The triumphs of the great Victorian era came at an appalling human cost and Agnes fights against disease and grinding poverty. She tries to keep her family safe as tragedy stalks them in an age known in Glasgow as ‘the slaughter of the innocents’. The friendship of other women and her unshakable belief in education strengthens her resolve. Will she endure to rise above the cruelest blow of all?

My Thoughts

This book was a challenging read and that is mainly due to how wonderfully it was written. Agnes’ struggles become your struggles; you feel every worry, every moment of uncertainty. Each new home that needs scrubbed and sanitized, the fears and joys of motherhood, the longing and pain that love brings, and life’s big questions all come to the forefront as you are swept away into the soot and excitement of Scotland in the late 1800’s. And no matter how dire the circumstances were, or how painful the experience, Agnes held her head up and did the best she could with what she had.

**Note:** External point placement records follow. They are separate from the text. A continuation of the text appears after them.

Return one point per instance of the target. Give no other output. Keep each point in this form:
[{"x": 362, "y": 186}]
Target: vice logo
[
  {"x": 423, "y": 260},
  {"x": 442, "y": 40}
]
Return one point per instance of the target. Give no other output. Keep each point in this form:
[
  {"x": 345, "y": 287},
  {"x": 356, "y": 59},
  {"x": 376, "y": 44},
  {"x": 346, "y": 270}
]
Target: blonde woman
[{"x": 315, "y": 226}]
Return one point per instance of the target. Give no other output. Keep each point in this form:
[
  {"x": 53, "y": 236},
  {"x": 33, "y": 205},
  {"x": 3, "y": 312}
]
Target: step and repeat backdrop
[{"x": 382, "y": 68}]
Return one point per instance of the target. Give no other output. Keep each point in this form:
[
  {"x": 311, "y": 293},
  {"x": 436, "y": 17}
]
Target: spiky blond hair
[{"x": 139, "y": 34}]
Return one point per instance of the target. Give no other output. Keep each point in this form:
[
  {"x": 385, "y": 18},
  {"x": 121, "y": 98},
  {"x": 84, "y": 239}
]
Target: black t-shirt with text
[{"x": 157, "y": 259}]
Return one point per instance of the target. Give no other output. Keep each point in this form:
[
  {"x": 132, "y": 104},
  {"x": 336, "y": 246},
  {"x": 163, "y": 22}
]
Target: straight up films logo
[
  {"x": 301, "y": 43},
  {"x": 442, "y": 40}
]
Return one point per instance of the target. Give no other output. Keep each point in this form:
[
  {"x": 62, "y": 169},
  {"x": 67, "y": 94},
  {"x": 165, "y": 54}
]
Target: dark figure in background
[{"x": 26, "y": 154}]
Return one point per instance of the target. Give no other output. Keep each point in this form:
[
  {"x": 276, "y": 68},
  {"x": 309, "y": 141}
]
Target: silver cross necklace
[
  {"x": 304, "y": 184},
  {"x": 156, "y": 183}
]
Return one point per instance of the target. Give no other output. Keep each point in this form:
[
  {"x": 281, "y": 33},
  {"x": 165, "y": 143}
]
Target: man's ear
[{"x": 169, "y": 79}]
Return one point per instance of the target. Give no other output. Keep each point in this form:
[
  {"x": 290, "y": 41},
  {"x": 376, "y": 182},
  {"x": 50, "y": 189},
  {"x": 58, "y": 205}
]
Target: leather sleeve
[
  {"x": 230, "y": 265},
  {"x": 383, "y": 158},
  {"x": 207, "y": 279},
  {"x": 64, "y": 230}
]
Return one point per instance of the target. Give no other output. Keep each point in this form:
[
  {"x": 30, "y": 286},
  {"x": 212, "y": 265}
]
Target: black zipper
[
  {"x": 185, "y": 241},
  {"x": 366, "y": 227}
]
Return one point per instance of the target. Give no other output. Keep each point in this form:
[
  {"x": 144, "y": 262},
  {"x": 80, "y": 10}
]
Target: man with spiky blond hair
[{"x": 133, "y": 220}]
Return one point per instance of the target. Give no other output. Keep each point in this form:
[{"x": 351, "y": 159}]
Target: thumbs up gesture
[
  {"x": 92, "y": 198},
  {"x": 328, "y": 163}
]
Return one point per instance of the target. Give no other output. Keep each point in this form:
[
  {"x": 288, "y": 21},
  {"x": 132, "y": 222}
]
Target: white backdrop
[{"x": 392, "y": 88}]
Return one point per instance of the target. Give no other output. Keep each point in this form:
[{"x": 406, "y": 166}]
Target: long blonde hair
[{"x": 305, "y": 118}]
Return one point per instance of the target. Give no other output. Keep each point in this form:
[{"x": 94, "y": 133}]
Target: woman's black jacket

Honestly, if you don’t shed a tear at least once while reading this book, you may want to go back and read it again. It’s painful, but such a beautiful story. And though this is a work of fiction, we know so many men and women lived lives that were not so very different from the characters portrayed within these pages.

I love that the author has chosen to write the characters’ dialect as accurately to that time period as possible. The glossary of terms at the beginning of the book was super helpful, and made it possible to understand what was being said. I really appreciated this aspect of the story. It gave the narrative another layer of depth that made the experience that much sweeter.

But most importantly (for me, anyways) is the communal aspect of the story. This is absolutely a study of humanity, and the importance of community. When one is down and struggling, you help them up. How little Agnes or one of her neighbors had, someone was always there to do what they could to ensure the survival and sanity of the person that needed it the most. You can glean from the story just how contented and at peace it made Agnes feel to know that though she and her family were barely able to survive at times, spreading a little brightness into another struggling human can oftentimes be the life-giving hope that saves you both.